A U.S. computer scientist Wednesday lost his bid to register patents over inventions created by his artificial intelligence system in a landmark case in Britain about whether AI can own patent rights.

Stephen Thaler wanted to be granted two patents in the UK for inventions he says were devised by his “creativity machine” called DABUS.

His attempt to register the patents was refused by Britain’s Intellectual Property Office on the grounds that the inventor must be a human or a company, rather than a machine.

Thaler appealed to the UK’s Supreme Court, which unanimously rejected his appeal Wednesday as under UK patent law “an inventor must be a natural person.”

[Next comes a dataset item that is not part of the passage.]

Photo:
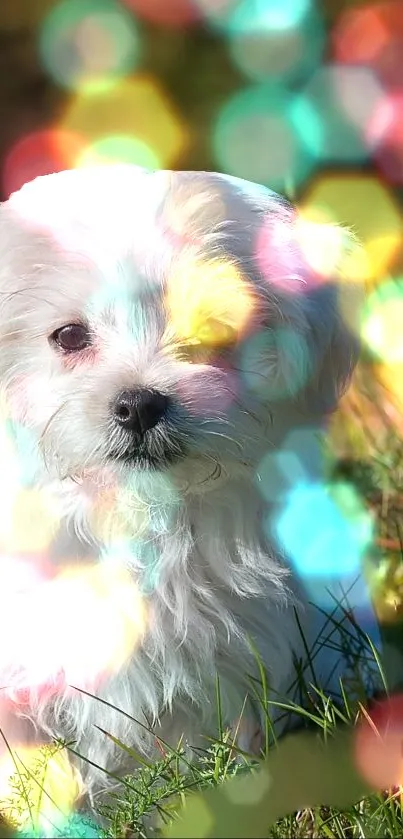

“This appeal is not concerned with the broader question whether technical advances generated by machines acting autonomously and powered by AI should be patentable,” Judge David Kitchin said in the court’s written ruling.

“Nor is it concerned with the question whether the meaning of the term ‘inventor’ ought to be expanded … to include machines powered by AI which generate new and non-obvious products and processes which may be thought to offer benefits over products and processes which are already known.”

Thaler’s lawyers said in a statement that “the judgment establishes that UK patent law is currently wholly unsuitable for protecting inventions generated autonomously by AI machines.”

Thaler earlier this year lost a similar bid in the United States, where the Supreme Court declined to hear a challenge to the U.S. Patent and Trademark Office’s refusal to issue patents for inventions created by his AI system.

Giles Parsons, a partner at law firm Browne Jacobson, who was not involved in the case, said the UK Supreme Court’s ruling was unsurprising.

“This decision will not, at the moment, have a significant effect on the patent system,” he said. “That’s because, for the time being, AI is a tool, not an agent.

“I do expect that will change in the medium term, but we can deal with that problem as it arises.”